Lesley Brydon is the chief executive of Pain Australia, a not-for-profit body that lobbies to improve pain treatment and management.
"Forty per cent of people who are forced to retire do so because of back pain. It's not just the cost of the medication; it's the flow on effect of people not working, the personal cost, the family cost. People with pain are very difficult to live with, too. Active self-management strategies are going to be more helpful to them than passive strategies like medication or surgery or massage. All these things have their place, of course, but you need to own your pain, you need to understand your own body."
Malcolm Smith is a Professor of rheumatology at Flinders University in South Australia.

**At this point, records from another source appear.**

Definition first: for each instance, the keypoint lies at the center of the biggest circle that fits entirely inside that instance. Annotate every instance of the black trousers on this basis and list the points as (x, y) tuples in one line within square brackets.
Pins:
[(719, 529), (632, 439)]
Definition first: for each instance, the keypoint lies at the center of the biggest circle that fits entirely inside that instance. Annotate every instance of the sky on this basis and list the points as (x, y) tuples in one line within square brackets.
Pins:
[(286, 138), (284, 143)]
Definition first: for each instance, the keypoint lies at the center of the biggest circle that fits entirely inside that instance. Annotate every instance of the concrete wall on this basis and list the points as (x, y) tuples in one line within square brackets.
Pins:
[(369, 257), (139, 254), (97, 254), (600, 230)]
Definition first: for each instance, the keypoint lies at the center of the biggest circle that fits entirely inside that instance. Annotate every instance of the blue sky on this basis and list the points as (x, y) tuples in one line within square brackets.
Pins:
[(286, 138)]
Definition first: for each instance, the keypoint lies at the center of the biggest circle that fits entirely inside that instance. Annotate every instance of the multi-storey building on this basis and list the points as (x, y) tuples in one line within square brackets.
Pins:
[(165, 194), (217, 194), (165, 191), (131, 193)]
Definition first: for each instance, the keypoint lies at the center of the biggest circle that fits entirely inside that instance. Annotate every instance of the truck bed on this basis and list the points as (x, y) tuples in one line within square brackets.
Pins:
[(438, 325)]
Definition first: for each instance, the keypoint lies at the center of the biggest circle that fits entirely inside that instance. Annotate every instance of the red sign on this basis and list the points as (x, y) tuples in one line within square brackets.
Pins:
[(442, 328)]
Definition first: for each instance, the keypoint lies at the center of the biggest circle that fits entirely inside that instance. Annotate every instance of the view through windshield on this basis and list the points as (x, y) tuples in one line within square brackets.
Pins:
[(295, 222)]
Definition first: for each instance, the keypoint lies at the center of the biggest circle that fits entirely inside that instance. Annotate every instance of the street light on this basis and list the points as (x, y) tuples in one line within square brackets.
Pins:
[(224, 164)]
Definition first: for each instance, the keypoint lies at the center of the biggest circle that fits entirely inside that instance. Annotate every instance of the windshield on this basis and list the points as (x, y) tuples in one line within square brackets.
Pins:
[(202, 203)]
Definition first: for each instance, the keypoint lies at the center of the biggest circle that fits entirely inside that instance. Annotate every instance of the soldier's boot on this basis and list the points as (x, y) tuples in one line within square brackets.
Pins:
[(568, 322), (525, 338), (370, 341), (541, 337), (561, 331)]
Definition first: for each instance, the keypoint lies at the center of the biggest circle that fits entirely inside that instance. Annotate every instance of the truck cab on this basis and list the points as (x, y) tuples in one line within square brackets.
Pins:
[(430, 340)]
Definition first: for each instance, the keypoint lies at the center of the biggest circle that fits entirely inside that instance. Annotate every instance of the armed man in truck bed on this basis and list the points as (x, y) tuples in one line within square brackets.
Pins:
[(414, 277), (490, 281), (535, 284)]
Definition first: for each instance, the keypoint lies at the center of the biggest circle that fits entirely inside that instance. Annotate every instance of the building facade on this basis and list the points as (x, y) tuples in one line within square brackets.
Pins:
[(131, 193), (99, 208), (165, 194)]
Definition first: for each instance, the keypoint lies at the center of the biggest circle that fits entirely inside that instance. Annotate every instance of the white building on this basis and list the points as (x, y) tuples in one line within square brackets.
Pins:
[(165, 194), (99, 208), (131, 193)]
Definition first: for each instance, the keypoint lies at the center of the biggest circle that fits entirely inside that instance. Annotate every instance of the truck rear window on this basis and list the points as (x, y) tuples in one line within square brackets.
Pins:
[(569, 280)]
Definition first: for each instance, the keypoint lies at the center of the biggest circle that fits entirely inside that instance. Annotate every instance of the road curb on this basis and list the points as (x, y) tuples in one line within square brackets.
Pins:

He says the study's findings are useful, but each patient's case must be treated differently.
"Basically it's individualised medicine - matching a treatment option to the patient in front of you. A systematic review tells you an average for a group of patients, but that doesn't help you with an individual patient."
Most clinical guidelines recommend taking paracetamol before moving on to anti-inflammatory medication, such as aspirin and ibuprofen.
But a previous study by the George Institute also found paracetamol to be ineffective for back pain.
The Institute argues drugs should only play a minor role in treatment and is calling for more federal government attention on the issue.